In June 2004, we received notice of a third-party claim for property damage incurred during 2001 and 2002 at several detention facilities that our Australian subsidiary formerly operated. The claim relates to property damage caused by detainees at the detention facilities. The notice was given by the Australian government’s insurance provider and did not specify the amount of damages being sought. In August 2007, legal proceedings in this matter were formally commenced when the Company was served with notice of a complaint filed against it by the Commonwealth of Australia seeking damages of up to approximately AUD 18 million or $12.5 million, plus interest. We believe that we have several defenses to the allegations underlying the litigation and the amounts sought and intend to vigorously defend our rights with respect to this matter. Although the outcome of this matter cannot be predicted with certainty, based on information known to date and our preliminary review of the claim, we believe that, if settled unfavorably, this matter could have a material adverse effect on our financial condition, results of operations and cash flows. We are uninsured for any damages or costs that we may incur as a result of this claim, including the expenses of defending the claim. We have established a reserve based on our estimate of the most probable loss based on the facts and circumstances known to date and the advice of our legal counsel in connection with this matter.
On January 30, 2008, a lawsuit seeking class action certification was filed against us by an inmate at one of our jails. The case is now entitled Allison and Hocevar v. The GEO Group, Inc. (Civil Action No. 08-467) and is pending in the U.S. District Court for the Eastern District of Pennsylvania. The lawsuit alleges that we have a companywide blanket policy at our immigration/detention facilities and jails that requires all new inmates and detainees to undergo a strip search upon intake into each facility. The plaintiff alleges that this practice, to the extent implemented, violates the civil rights of the affected inmates and detainees. The lawsuit seeks monetary damages for all purported class members, a declaratory judgment and an injunction barring the alleged policy from being implemented in the future. We believe we have several defenses to the allegations underlying this litigation and intend to vigorously defend our rights in this matter. In March 2009, the court denied our motion for judgment on pleadings and vacated its order staying discovery. We are seeking to have the matter certified for interlocutory appeal to the U.S. Court of Appeals for the Third Circuit and stay further discovery. Nevertheless, we believe that, if resolved unfavorably, this matter could have a material adverse effect on our financial condition and results of operations. Discovery has recently commenced in connection with this matter.
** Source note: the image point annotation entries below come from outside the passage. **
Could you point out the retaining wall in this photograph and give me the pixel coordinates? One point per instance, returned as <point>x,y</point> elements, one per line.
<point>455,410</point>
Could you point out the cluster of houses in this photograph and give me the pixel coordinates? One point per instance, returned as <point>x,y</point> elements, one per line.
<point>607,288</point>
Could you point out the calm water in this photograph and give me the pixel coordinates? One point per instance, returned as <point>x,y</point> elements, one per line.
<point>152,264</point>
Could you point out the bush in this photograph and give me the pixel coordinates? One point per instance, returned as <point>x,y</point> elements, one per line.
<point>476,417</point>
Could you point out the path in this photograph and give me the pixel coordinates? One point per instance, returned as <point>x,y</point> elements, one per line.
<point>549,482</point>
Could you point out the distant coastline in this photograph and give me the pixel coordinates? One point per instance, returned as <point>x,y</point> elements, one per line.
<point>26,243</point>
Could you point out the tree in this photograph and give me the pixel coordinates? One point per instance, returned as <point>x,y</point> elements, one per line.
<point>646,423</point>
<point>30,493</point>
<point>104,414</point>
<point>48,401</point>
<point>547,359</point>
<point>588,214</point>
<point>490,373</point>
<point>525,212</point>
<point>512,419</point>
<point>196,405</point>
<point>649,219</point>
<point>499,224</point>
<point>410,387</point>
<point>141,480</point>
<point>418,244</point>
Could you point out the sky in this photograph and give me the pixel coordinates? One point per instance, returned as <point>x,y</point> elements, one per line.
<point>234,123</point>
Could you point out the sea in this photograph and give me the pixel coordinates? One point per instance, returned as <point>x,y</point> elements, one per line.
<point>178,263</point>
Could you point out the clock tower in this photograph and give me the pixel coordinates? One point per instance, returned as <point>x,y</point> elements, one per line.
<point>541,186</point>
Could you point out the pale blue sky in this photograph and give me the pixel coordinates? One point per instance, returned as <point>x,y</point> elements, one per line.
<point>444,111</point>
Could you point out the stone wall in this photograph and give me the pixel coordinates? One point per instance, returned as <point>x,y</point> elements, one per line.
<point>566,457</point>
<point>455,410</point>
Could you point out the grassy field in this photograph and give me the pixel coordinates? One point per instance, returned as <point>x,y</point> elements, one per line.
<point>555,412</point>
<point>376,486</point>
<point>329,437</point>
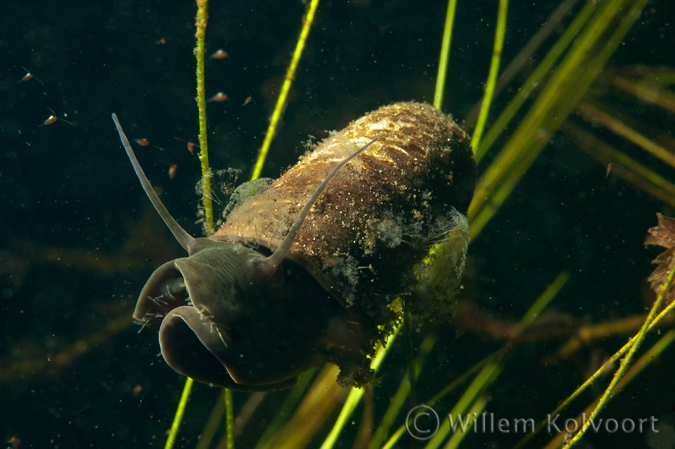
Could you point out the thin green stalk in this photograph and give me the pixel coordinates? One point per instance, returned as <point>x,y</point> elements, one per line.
<point>616,356</point>
<point>285,88</point>
<point>495,366</point>
<point>441,394</point>
<point>180,411</point>
<point>580,67</point>
<point>643,362</point>
<point>401,395</point>
<point>477,408</point>
<point>356,394</point>
<point>213,422</point>
<point>445,54</point>
<point>625,363</point>
<point>202,18</point>
<point>534,79</point>
<point>289,404</point>
<point>492,76</point>
<point>229,418</point>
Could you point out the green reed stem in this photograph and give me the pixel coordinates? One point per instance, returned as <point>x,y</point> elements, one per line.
<point>445,54</point>
<point>202,18</point>
<point>399,398</point>
<point>285,88</point>
<point>492,76</point>
<point>213,423</point>
<point>494,367</point>
<point>625,362</point>
<point>534,79</point>
<point>616,356</point>
<point>356,394</point>
<point>180,411</point>
<point>229,418</point>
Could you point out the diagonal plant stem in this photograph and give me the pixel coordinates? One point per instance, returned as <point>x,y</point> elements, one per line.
<point>285,88</point>
<point>492,76</point>
<point>617,355</point>
<point>178,416</point>
<point>625,363</point>
<point>445,54</point>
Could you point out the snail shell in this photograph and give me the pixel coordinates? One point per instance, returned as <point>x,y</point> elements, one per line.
<point>367,234</point>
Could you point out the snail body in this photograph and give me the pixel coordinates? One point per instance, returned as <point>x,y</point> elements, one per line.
<point>308,269</point>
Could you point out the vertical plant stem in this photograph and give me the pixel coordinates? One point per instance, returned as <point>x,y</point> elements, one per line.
<point>625,363</point>
<point>492,76</point>
<point>178,417</point>
<point>202,18</point>
<point>445,54</point>
<point>285,88</point>
<point>229,418</point>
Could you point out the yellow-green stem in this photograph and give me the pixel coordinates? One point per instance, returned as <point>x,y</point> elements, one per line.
<point>202,18</point>
<point>229,418</point>
<point>492,76</point>
<point>445,54</point>
<point>285,88</point>
<point>178,417</point>
<point>625,363</point>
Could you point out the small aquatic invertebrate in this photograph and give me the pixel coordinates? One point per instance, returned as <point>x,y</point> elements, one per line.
<point>299,274</point>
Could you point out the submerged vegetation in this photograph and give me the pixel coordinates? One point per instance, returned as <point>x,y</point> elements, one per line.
<point>555,271</point>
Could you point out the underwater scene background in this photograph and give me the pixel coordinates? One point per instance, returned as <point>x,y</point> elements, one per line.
<point>79,237</point>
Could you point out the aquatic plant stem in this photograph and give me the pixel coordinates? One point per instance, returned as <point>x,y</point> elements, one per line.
<point>625,363</point>
<point>534,79</point>
<point>616,356</point>
<point>647,358</point>
<point>180,411</point>
<point>200,24</point>
<point>202,18</point>
<point>229,418</point>
<point>492,76</point>
<point>565,88</point>
<point>445,54</point>
<point>285,88</point>
<point>356,394</point>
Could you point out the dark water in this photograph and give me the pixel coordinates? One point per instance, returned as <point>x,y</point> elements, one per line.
<point>79,238</point>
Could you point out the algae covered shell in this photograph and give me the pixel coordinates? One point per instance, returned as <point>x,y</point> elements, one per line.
<point>366,239</point>
<point>311,267</point>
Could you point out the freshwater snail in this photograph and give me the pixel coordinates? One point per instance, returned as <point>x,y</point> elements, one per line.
<point>308,268</point>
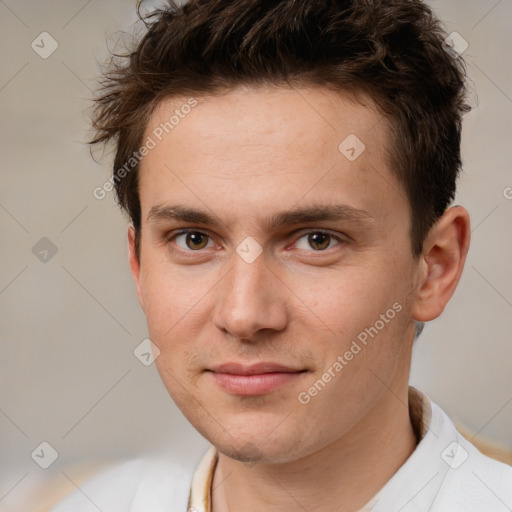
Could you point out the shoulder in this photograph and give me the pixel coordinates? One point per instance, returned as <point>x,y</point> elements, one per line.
<point>151,484</point>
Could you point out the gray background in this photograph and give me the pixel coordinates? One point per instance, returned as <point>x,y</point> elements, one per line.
<point>68,375</point>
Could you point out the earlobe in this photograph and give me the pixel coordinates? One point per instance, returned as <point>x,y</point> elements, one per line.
<point>134,263</point>
<point>443,259</point>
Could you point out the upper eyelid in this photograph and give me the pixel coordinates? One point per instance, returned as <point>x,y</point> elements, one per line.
<point>302,232</point>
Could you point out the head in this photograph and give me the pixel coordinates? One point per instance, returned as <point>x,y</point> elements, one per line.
<point>312,152</point>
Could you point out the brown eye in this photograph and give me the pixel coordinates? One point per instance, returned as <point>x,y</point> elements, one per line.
<point>192,240</point>
<point>319,241</point>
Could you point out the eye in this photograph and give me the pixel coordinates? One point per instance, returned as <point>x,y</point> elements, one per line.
<point>317,240</point>
<point>192,240</point>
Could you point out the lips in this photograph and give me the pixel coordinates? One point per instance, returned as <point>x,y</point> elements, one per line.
<point>255,379</point>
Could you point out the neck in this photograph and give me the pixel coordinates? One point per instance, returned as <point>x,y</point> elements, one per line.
<point>341,477</point>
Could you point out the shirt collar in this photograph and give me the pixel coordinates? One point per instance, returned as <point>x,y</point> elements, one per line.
<point>420,412</point>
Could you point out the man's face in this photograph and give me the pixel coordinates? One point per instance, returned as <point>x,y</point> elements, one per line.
<point>243,335</point>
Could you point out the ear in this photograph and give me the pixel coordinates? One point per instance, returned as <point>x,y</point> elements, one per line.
<point>134,264</point>
<point>442,261</point>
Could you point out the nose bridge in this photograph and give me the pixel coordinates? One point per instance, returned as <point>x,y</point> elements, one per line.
<point>248,299</point>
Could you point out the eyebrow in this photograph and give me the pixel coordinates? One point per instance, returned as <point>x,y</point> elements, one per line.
<point>302,215</point>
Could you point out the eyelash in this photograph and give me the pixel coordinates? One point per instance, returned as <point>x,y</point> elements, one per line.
<point>340,240</point>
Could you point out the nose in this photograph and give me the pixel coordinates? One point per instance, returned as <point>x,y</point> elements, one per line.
<point>250,299</point>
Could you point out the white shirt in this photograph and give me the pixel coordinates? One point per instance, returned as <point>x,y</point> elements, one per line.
<point>445,473</point>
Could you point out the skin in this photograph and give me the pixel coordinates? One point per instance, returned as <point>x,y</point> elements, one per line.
<point>244,157</point>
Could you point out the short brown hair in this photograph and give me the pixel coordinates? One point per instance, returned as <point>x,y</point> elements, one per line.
<point>392,50</point>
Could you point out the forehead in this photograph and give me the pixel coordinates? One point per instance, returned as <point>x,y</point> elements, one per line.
<point>269,144</point>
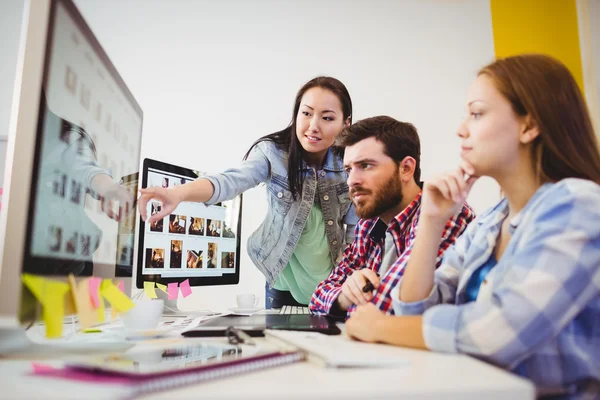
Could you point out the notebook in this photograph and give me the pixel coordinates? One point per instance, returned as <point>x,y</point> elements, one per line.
<point>341,351</point>
<point>151,369</point>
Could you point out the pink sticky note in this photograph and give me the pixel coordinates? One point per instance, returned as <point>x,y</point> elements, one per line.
<point>172,291</point>
<point>186,290</point>
<point>94,290</point>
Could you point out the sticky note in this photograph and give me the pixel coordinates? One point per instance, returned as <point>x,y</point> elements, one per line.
<point>161,287</point>
<point>149,290</point>
<point>51,294</point>
<point>172,291</point>
<point>53,311</point>
<point>100,313</point>
<point>83,302</point>
<point>186,290</point>
<point>113,311</point>
<point>35,284</point>
<point>94,283</point>
<point>115,297</point>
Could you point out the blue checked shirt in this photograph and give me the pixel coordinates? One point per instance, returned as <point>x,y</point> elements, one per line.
<point>541,315</point>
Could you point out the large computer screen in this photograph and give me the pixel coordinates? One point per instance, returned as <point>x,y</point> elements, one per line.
<point>196,241</point>
<point>72,161</point>
<point>86,159</point>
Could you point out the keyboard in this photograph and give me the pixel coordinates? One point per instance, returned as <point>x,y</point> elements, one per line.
<point>294,310</point>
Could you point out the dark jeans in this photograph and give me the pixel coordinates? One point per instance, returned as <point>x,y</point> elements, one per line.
<point>278,298</point>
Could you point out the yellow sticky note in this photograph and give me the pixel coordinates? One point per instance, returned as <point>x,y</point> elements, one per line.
<point>83,302</point>
<point>51,294</point>
<point>35,284</point>
<point>149,289</point>
<point>100,313</point>
<point>115,297</point>
<point>113,310</point>
<point>53,304</point>
<point>162,287</point>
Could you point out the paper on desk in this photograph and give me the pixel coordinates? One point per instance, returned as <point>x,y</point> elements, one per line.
<point>185,288</point>
<point>172,290</point>
<point>149,290</point>
<point>115,297</point>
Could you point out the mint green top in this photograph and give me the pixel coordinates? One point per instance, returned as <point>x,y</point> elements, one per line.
<point>311,261</point>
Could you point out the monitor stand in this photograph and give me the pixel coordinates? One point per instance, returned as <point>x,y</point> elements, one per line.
<point>14,341</point>
<point>172,310</point>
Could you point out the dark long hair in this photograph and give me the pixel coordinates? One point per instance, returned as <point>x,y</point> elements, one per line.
<point>542,87</point>
<point>287,140</point>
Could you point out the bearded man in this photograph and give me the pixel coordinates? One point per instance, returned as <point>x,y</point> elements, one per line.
<point>382,160</point>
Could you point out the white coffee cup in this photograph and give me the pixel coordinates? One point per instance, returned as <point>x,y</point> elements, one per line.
<point>145,315</point>
<point>247,301</point>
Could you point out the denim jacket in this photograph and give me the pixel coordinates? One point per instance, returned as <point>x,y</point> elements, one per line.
<point>271,246</point>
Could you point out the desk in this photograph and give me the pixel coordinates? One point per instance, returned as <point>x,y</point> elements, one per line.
<point>430,376</point>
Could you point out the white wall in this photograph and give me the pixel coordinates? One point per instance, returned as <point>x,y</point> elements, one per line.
<point>588,13</point>
<point>213,76</point>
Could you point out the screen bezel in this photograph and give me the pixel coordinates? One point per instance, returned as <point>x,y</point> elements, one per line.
<point>225,279</point>
<point>36,264</point>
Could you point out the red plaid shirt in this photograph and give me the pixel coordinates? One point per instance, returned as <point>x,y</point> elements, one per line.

On October 23, 2008, a wage and hour claim seeking potential class action certification was served against us. The case is styled Mayes v. The GEO Group Inc. (Civil Action No. 08-0248) and it is pending in the U.S. District Court for the Northern District of Florida, Panama City Division. The plaintiffs in this case have alleged that we violated the Fair Labor Standards Act by failing to pay certain employees for work performed before and after their scheduled shifts. We are in the preliminary stages of evaluating this claim but has preliminarily denied the plaintiffs’ assertions. Nevertheless, we cannot assure that, if resolved unfavorably, this matter would not have a material adverse effect on our financial condition, results of operations and cash flows.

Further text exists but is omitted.